Public capital is most valuable precisely when it is most uncomfortable to deploy. At the point of FID, when a project is fully de-risked and institutional capital crowds in naturally, a government’s contribution is marginal. Before final investment decision, when foreign investors need a co-investment signal to commit and the project is burning through development capital in a race to the surface, a relatively modest government position changes the entire financing equation.
The commodities precedent
This is not unprecedented territory for Australia. Major commodities like iron ore and LNG, still the backbone of the country’s energy export earnings, were not built by patient investors waiting for the risk to resolve itself. They were built through take-or-pay contracts underwritten by government, state agreements that provided sovereign certainty, direct infrastructure investment, and Commonwealth tax settings that signalled these industries were a national priority and the government would stand behind them.
The institutional architecture that made that possible was purpose-built for that task. The question for today is whether Australia is willing to rebuild that architecture for the green industrial transition, or whether it will continue trying to fund twenty-first century industrial strategy through investment vehicles designed for a different era.
A future made in Australia?
The geopolitical conditions that make Australian green energy attractive to offshore industrial partners are a product of specific circumstances. The instability that has made reliable, allied supply chains a strategic priority for Northeast Asian manufacturers will not persist indefinitely. It is a highly competitive arena, and other jurisdictions are making strong and strategic progress.
The projects most likely to attract the first wave of international capital are the ones closest to FID, and the ones closest to FID are the ones that need a co-investment signal now, not at FID when they no longer need it.

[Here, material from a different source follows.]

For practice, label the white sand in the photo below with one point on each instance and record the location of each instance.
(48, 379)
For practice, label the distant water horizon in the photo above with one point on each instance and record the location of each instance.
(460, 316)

The argument for action is not that Australia should take imprudent risks with public capital. ReGen Strategic works with clients that are acutely aware of the need for long-term, sustainable commercial models. It is that the prudent risk, properly understood, is not the one the investment frameworks are currently pricing. The risk of moving too early into a well-structured, fully permitted, partner-backed green industrial project is manageable and recoverable. The risk of losing a decade of development work, traditional owner relationships, and international partnerships because the investment architecture could not span a vertically integrated project is neither.
Australia has the political will. It has the projects. It has foreign partners ready to invest. The missing ingredient is an institutional architecture that can translate intent into commitment at the speed the transition requires.
That is a solvable problem, and it needs to be solved soon.